Dans une des deux lettres anonymes envoyées à la police de Wendake, il est écrit que l'ex-chef Éric Gros-Louis, accusé d'une fraude de 7000 $, est en fait victime d'un complot qui visait à le faire congédier.

L'ex-chef de police de Wendake Éric Gros-Louis coupable

L'ancien chef de police de Wendake Éric Gros-Louis a multiplié les manoeuvres douteuses et s'est rendu coupable d'une fraude de 7000 $ aux dépens de la nation huronne-wendat, a tranché la Cour du Québec.
Dans une décision sans équivoque, le juge Pierre L. Rousseau a déclaré l'accusé de 44 ans coupable de trois fraudes.
Alors qu'il se trouvait dans une situation financière précaire en 2012, le chef de police Gros-Louis a encaissé successivement dans son compte personnel trois chèques émis par le corps de police afin de rembourser, disait-il, des paiements faits à un informateur.
Le procureur de la Couronne Me Juan Manzano a réussi à convaincre le juge que les paiements à la source n'ont jamais eu lieu et que les montants ont bel et bien profité à l'accusé, en contravention flagrante avec les fins pour lesquelles ces sommes avaient été versées par le conseil de bande.
Les reçus rédigés par l'accusé pour démontrer les paiements à la fameuse source policière «ne sont que faussetés à plusieurs égards», estime le juge. 
Si Éric Gros-Louis n'avait rien à se reprocher, pourquoi, après le déclenchement de l'enquête, organiser en catimini, dans un garage, une rencontre avec un collègue policier pour le convaincre de dire qu'il était présent lors des rencontres avec la source? demande le juge Rousseau.

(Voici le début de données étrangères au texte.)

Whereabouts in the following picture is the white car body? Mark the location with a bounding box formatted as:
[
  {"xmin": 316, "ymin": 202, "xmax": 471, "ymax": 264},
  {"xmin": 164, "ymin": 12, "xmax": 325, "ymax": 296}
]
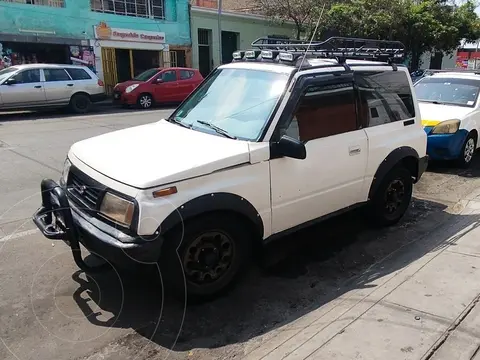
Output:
[{"xmin": 69, "ymin": 62, "xmax": 426, "ymax": 239}]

«Le Tribunal considère que l'accusé a tout fait pour essayer justement de ne pas être transparent dans ses relations avec la source et également quant aux sommes versées, comme s'il cherchait à effacer toute trace des sommes d'argent obtenues de la communauté, et qui devaient servir à une fin particulière, celle d'une compensation à la source», écrit le juge Rousseau.
Les avocates d'Éric Gros-Louis avaient plaidé en défense qu'il n'y avait aucune preuve que les paiements n'avaient pas été faits à l'informateur et que ce dernier n'avait pas fourni de renseignements utiles.
Me Sophie Bérubé et Me Caroline Gravel n'ont pas voulu commenter le jugement. Elles ont indiqué qu'elles étudieraient la possibilité d'interjeter appel.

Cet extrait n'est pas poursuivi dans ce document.